The Old Man and the Sea
£6.99,
Vintage
(1999)

To what extent can nature writing function as a novel form: that is, how can observing the natural world and man's interaction with it reveal to us the inner life of an individual? As the novel recovered from Victorian baroque only to be plunged into Joyce's gothic intricacies of the human condition, could a novelist dig deep yet still remain on the surface, in the empirical?

Spanning as it did a period from the end of the first world war to after the middle of last century, Hemingway's entire oeuvre seems like a response to these questions. His direct, declarative style eschews any sort of internal viewpoints, even with the first-person narrative of For Whom The Bell Tolls, and yet it is the plainness and directness of his approach that is so powerful. In The Old Man and the Sea Hemingway's deliberately simple tools are at their keenest and smoothest, joining together perfectly to tell the story of an elderly fisherman on an epic odyssey, the trip that will either break his run of bad luck and no fish, or confirm it and reduce him effectively to a beggar. Three days at sea, and yet Hemingway takes only a hundred short pages to reveal to us every inch of the protagonist's humanity. By the end of the novel we live and breathe this old man, his fascination with baseball, his sore and bleeding hands, the core of indefatigability in his salt-dried soul.
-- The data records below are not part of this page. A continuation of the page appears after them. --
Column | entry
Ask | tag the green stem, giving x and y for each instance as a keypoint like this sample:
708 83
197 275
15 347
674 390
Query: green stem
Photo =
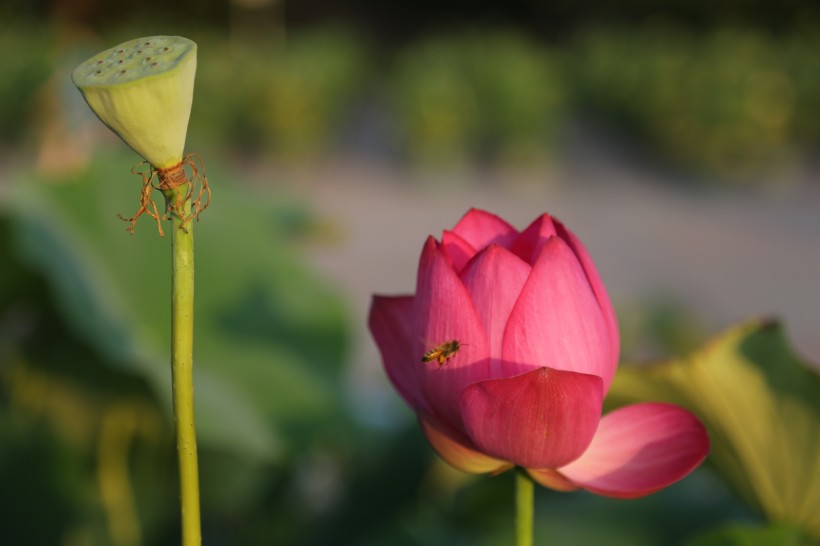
182 341
524 492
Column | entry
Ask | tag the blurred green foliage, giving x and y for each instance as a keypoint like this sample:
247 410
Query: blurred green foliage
477 96
285 99
730 103
761 405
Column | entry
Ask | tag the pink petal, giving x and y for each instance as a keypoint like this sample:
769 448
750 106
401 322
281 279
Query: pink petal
481 228
458 451
640 449
557 321
391 323
552 479
459 250
494 279
529 244
597 286
443 312
541 419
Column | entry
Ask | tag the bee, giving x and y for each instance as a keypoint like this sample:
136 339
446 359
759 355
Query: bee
442 353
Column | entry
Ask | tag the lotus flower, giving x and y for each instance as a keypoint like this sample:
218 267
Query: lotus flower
506 352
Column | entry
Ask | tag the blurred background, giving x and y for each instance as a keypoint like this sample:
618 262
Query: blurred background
679 140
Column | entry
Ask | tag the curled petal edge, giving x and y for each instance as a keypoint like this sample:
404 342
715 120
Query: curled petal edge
640 449
458 451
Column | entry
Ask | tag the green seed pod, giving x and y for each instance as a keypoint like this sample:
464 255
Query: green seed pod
142 90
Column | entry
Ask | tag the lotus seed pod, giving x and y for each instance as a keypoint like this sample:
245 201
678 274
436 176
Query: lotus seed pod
142 90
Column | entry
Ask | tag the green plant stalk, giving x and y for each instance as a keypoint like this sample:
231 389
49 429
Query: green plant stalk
182 341
524 494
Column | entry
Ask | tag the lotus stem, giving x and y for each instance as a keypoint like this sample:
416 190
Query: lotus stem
182 331
524 495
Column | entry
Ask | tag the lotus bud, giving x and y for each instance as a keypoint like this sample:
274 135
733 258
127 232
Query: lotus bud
142 90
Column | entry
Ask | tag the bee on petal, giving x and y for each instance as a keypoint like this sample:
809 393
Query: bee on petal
442 353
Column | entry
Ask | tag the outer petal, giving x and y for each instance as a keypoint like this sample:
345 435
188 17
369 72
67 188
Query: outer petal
494 279
597 286
529 244
443 311
391 323
459 250
552 479
557 321
541 419
458 451
640 449
481 228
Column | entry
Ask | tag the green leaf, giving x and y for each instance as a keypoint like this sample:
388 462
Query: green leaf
761 404
269 336
746 535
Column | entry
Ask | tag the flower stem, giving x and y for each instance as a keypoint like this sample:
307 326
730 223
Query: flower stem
524 492
182 340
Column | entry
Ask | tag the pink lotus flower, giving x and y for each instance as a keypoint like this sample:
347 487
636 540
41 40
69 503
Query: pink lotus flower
537 347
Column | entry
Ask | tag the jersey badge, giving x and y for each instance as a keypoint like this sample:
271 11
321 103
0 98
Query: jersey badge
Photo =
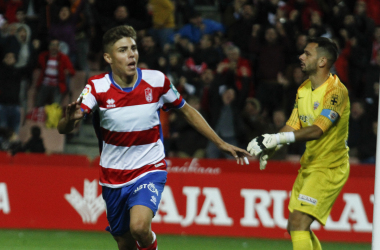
148 95
174 90
86 91
316 105
334 99
111 103
333 115
152 188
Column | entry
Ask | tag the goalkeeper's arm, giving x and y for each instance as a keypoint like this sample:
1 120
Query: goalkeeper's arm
266 145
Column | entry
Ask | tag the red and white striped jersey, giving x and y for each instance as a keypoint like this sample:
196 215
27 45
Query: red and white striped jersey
127 124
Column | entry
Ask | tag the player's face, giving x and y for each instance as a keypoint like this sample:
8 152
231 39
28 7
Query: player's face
123 57
309 59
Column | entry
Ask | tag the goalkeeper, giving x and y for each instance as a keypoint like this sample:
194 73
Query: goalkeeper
320 117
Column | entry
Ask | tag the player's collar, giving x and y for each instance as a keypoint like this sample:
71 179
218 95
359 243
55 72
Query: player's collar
129 89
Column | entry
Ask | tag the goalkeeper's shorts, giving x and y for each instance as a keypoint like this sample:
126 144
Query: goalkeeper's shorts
316 189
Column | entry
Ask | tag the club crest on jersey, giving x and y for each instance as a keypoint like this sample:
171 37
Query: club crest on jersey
316 105
111 103
333 115
148 95
86 90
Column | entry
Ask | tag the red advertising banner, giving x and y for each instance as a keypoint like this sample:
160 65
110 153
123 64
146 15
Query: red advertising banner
201 197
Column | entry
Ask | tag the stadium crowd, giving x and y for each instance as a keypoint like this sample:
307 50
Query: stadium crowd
240 72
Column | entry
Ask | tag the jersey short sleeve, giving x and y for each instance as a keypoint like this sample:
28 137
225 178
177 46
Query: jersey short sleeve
335 101
171 98
89 97
294 120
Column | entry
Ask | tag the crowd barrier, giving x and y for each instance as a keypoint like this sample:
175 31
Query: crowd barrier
201 197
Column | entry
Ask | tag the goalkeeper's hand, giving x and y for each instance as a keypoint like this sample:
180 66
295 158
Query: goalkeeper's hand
269 141
261 143
266 155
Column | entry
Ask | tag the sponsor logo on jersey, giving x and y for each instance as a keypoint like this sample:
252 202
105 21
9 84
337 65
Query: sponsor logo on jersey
150 186
153 200
175 90
111 103
333 115
334 99
86 91
148 95
307 199
316 105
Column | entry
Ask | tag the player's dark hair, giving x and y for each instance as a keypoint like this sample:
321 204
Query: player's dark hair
115 34
326 46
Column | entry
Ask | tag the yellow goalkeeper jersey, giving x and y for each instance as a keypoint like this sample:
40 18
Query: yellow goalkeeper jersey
327 107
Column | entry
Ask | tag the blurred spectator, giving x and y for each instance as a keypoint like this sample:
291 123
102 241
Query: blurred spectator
35 144
183 12
11 8
300 12
206 80
195 143
25 52
358 125
175 66
367 144
291 82
83 31
240 31
224 119
296 48
48 14
278 122
10 82
268 11
199 26
232 13
375 45
254 123
121 16
235 72
163 20
21 45
64 30
317 28
55 67
150 53
271 58
206 53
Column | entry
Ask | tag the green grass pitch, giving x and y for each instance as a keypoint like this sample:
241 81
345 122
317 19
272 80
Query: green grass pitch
78 240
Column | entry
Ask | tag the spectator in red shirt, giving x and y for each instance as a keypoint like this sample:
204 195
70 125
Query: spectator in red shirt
55 66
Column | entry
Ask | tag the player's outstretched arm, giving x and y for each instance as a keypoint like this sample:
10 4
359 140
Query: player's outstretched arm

In writing so powerfully and yet so plainly, Hemingway has confirmed that one needn't hear a character's unspoken words, or be told explicitly about their emotions, to understand them through their actions and reactions. The one rhetorical device he uses to plug the gaps is making the old man talk to himself---or, at any rate, to the great fish he fights---but even this is believable, within context. It's clear that Hemingway was deeply in love with Cuba and its people, and The Old Man and the Sea is his paean to a simpler way of life, a perfection that the cultured novelist could never truly attain.